Hm, regarding the tail-optimization slides, the example used doesn't look like a tail-recursive call. I just tried compiling the function he provided using gcc's -O1, 2 and 3, and neither produced a tail optimized call. I rewrote it to match what my idea of a tail-recursive call is, and sure enough, under -O2 and -O3, gcc tail-optimized it. It didn't however with no optimization settings or -O1. I rewrote it as follows:
long
fact(long x, long acc)
{
if (x <= 0) return acc;
return fact(x-1, acc*x);
}
(edit: the whole slide deck is summarized well on the last slide: "If you do an optimization, test it on real world data.

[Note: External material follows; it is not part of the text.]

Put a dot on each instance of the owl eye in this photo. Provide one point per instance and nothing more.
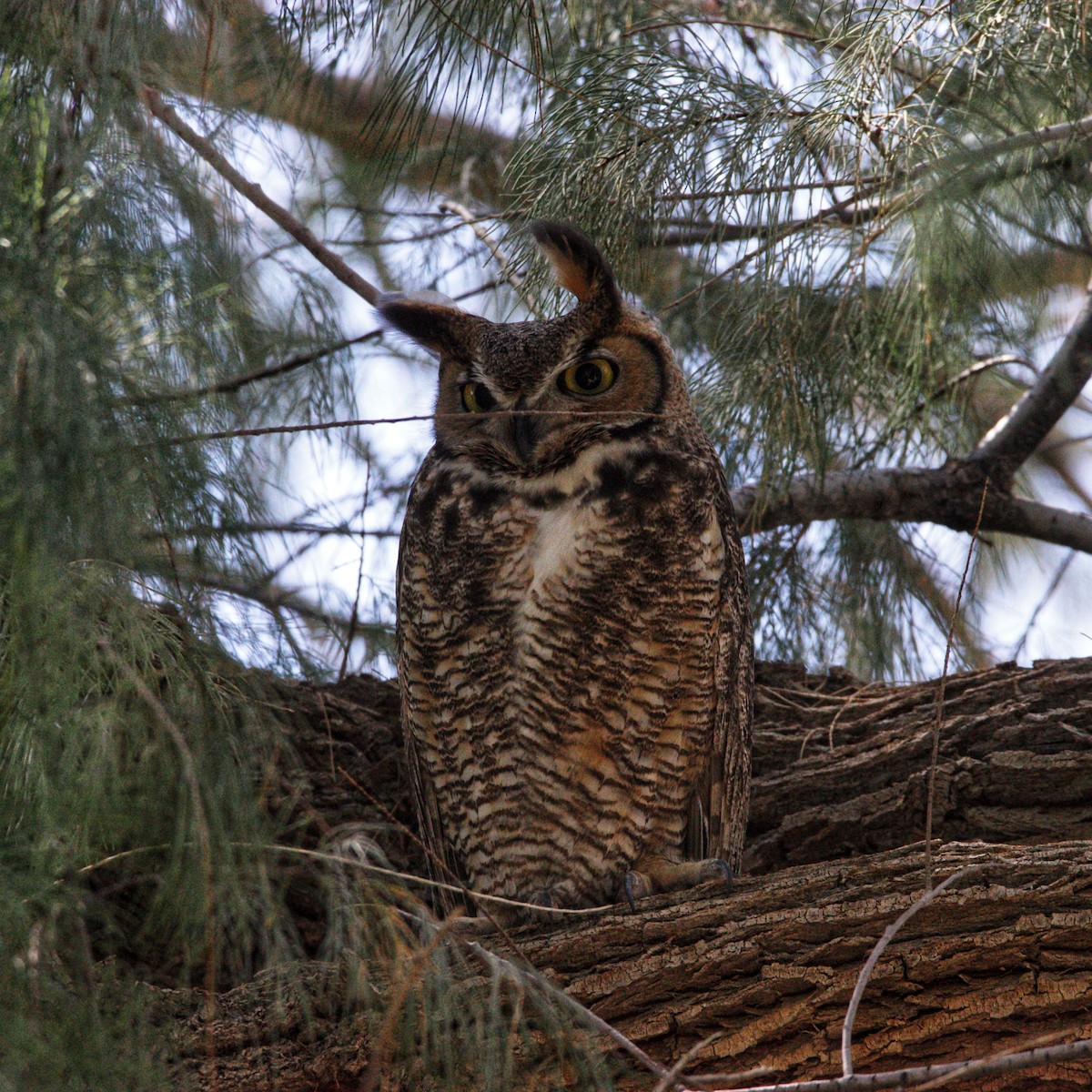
(592, 377)
(478, 398)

If it’s not drastically faster but makes the code less readable: undo it.")
I think it depends on the version of gcc; I tried compiling his function with 3.4.5 and it didn't look tail-call-optimized, but with -Os on 4.2.3 it did.
You are right that it does not look like what is usually called "tail call", ie. call to 'fact' is not the last evaluated expression. However, this doesn't mean that the compiler can't optimize it, provided that the last expression is simple enough. GCC can probably optimize arithmetic expressions. I have read somewhere (can't find it though) that Erlang bytecode compiler also optimizes prepending to a list and some other primitive operations.
This means that in these cases you don't have to explicitly use accumulator variable because the compiler will create it for you.